Redundancy group 1 or greater represents the data plane. A data plane redundancy group contains one or more redundant Ethernet interfaces.
- Each member of the cluster has a physical interface bound into a reth.
- The active node’s physical interface will be active and the backup node’s interface will be passive and will not pass traffic.

7. How to configure interface monitoring?

set chassis cluster redundancy-group 1 interface-monitor ge-0/0/0 weight 255
set chassis cluster redundancy-group 1 interface-monitor ge-0/0/1 weight 255

set chassis cluster redundancy-group 1 interface-monitor ge-7/0/0 weight 255
set chassis cluster redundancy-group 1 interface-monitor ge-7/0/1 weight 255

7a. What is Interface Monitoring?

This will check the health and physical status of the each of the interfaces.
Interface monitoring can be used to trigger a fail-over in the event link status on an interface goes down.
By default, interface monitoring has a threshold of 255, once this number is reached the redundancy group priority will be changed to ‘0’ for the specific node.
If one or more interfaces monitored fail, the redundancy group will fail over to another node.
Note: interface monitoring is not recommended for redundancy-group 0.

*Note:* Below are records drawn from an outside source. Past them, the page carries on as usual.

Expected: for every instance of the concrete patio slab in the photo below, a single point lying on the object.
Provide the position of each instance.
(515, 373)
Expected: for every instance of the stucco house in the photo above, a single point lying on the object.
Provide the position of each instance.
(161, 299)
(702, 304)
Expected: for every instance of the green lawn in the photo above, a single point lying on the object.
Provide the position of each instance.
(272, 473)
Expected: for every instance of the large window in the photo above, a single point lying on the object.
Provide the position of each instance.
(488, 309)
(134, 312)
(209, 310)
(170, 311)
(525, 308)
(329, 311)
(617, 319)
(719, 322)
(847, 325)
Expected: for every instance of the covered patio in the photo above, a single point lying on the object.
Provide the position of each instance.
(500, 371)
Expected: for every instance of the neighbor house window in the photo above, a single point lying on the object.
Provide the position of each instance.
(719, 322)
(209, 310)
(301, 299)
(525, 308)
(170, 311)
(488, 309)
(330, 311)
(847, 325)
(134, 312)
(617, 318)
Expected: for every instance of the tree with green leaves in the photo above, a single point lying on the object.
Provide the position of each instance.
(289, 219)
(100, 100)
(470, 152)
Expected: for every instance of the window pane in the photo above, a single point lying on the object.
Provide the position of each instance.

8. How to enable and apply Redundancy Ethernet interfaces?

set chassis cluster reth-count 2

set interfaces ge-0/0/0 gigether-options redundant-parent reth0
set interfaces ge-7/0/0 gigether-options redundant-parent reth0

set interfaces ge-0/0/1 gigether-options redundant-parent reth1
set interfaces ge-7/0/1 gigether-options redundant-parent reth1

Note: In this example, I am only provisioning two reth interfaces, that’s why I have used reth-count 2. One for OUTSIDE and the other for INSIDE zone but do provision them as per the requirements.

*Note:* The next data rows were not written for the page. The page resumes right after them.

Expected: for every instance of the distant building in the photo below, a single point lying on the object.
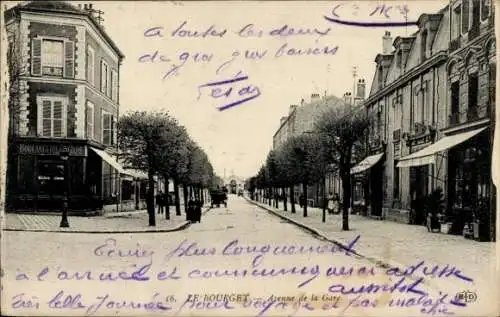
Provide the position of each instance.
(64, 103)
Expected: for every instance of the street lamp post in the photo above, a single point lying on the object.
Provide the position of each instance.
(64, 218)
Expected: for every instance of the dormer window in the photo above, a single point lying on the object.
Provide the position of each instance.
(485, 9)
(380, 76)
(399, 59)
(423, 46)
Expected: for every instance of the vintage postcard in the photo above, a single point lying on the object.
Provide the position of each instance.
(249, 158)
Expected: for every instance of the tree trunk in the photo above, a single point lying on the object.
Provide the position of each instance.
(346, 189)
(151, 198)
(167, 202)
(185, 196)
(285, 203)
(304, 193)
(177, 200)
(324, 202)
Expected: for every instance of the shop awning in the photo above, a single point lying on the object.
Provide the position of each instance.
(367, 163)
(113, 162)
(428, 155)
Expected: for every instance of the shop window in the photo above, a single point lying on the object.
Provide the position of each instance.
(52, 116)
(50, 178)
(90, 120)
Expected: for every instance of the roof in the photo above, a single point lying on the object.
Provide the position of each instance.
(65, 8)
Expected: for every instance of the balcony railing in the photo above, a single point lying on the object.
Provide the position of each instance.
(454, 44)
(472, 114)
(454, 119)
(419, 128)
(474, 31)
(396, 135)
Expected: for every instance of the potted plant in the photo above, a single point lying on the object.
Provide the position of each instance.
(434, 206)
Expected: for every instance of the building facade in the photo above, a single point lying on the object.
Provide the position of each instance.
(63, 109)
(432, 102)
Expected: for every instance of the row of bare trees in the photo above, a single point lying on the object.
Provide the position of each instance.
(156, 143)
(336, 143)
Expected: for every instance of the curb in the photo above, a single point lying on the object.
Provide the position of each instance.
(377, 262)
(182, 226)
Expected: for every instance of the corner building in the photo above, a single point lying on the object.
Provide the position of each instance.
(64, 99)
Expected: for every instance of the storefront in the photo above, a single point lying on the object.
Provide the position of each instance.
(42, 172)
(468, 185)
(368, 180)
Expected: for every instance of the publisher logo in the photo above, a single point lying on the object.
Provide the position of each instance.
(467, 296)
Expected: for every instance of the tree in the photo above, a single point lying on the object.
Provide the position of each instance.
(143, 138)
(341, 131)
(303, 161)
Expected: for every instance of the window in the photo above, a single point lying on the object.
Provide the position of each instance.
(455, 103)
(396, 181)
(52, 57)
(90, 120)
(52, 116)
(114, 85)
(90, 65)
(104, 77)
(473, 97)
(485, 9)
(492, 86)
(465, 16)
(107, 128)
(423, 46)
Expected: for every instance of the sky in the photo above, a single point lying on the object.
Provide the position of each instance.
(238, 139)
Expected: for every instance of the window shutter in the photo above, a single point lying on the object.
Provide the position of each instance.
(113, 130)
(58, 119)
(46, 118)
(114, 80)
(69, 59)
(90, 65)
(102, 76)
(36, 57)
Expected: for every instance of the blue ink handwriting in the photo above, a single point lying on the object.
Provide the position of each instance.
(224, 88)
(381, 10)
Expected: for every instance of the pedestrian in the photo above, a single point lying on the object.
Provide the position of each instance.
(160, 202)
(336, 204)
(330, 204)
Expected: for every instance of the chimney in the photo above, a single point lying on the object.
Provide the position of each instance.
(361, 89)
(282, 120)
(348, 98)
(387, 43)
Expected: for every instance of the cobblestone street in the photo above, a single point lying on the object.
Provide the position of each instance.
(126, 222)
(393, 242)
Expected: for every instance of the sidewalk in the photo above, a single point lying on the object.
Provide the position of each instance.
(126, 222)
(386, 241)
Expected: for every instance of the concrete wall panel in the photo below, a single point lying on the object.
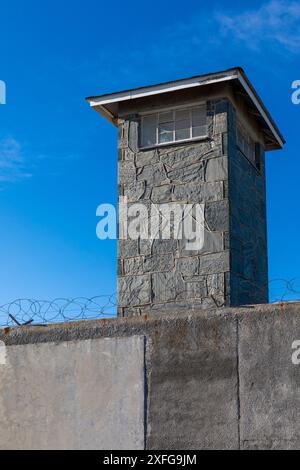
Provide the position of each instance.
(73, 395)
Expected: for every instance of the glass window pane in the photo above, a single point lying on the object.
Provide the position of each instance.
(182, 115)
(149, 130)
(199, 131)
(166, 132)
(198, 116)
(182, 130)
(166, 117)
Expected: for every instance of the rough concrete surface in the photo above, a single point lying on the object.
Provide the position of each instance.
(215, 379)
(73, 395)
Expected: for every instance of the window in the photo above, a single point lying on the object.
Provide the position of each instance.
(175, 125)
(246, 144)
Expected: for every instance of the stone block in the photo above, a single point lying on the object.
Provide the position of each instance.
(159, 262)
(133, 266)
(217, 215)
(198, 192)
(216, 169)
(134, 290)
(215, 263)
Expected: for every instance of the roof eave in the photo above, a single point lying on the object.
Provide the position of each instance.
(99, 102)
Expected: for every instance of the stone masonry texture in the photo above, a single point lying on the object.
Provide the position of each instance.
(208, 379)
(231, 268)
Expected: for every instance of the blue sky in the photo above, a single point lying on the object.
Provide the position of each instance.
(58, 158)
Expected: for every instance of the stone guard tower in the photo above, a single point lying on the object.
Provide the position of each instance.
(200, 140)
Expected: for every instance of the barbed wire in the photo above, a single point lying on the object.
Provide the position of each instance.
(33, 312)
(39, 312)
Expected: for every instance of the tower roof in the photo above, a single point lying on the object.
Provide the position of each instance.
(108, 104)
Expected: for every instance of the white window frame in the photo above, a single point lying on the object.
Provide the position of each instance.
(173, 109)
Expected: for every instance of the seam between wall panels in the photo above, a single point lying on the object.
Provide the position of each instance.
(145, 394)
(238, 384)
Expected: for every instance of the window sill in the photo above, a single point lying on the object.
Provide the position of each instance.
(177, 142)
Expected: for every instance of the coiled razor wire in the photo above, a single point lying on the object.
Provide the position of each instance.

8a. What is Redundant Ethernet Interface?

The Reth interface is a logical aggregated interface that allows port bundling between the nodes.
Once the reth number has been applied, you will be able to assign the physical interfaces.

9. How to configure Redundancy Ethernet interfaces?

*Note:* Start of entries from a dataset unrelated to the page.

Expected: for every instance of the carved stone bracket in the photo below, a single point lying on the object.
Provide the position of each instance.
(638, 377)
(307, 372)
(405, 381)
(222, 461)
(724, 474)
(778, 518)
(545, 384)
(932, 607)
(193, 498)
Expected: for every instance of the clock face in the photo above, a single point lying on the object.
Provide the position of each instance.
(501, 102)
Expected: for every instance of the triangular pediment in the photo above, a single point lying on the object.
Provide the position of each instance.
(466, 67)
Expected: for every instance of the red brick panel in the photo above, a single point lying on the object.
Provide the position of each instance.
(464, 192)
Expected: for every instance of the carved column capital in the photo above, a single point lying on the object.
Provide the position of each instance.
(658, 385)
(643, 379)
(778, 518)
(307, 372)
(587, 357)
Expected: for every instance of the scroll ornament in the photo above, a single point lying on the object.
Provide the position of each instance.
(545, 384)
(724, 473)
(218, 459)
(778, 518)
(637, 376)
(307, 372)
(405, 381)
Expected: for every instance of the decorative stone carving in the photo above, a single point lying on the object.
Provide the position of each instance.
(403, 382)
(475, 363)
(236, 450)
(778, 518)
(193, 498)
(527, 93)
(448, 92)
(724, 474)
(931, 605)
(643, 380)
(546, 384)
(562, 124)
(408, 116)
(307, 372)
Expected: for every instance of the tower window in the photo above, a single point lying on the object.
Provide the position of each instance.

In this example, both interfaces are configured as Trunk port.

set interfaces reth0 redundant-ether-options redundancy-group 1

set interfaces reth0 vlan-tagging
set interfaces reth0 unit <VLAN> vlan-id <VLAN>
set interfaces reth0 unit <VLAN> description Outside
set interfaces reth0 unit <VLAN> family inet address <Outside IP/Mask>

set security zone security-zone OUTSIDE interfaces reth0.<VLAN-ID>

set interfaces reth1 redundant-ether-options redundancy-group 1

set interfaces reth1 vlan-tagging
set interfaces reth1 unit <VLAN> vlan-id <VLAN>
set interfaces reth1 unit <VLAN> description Inside
set interfaces reth1 unit <VLAN> family inet address <Inside IP/Mask>

set security zone security-zone INSIDE interfaces reth1.<VLAN-ID>

NOTE: As redundancy group 0 is control plane; Make sure to configure both reth interfaces in redundancy group 1. Also, as stated earlier, Clustered SRXs share the same IP address for an individual interface. With that said, you will not require a separate interface configuration for the secondary device.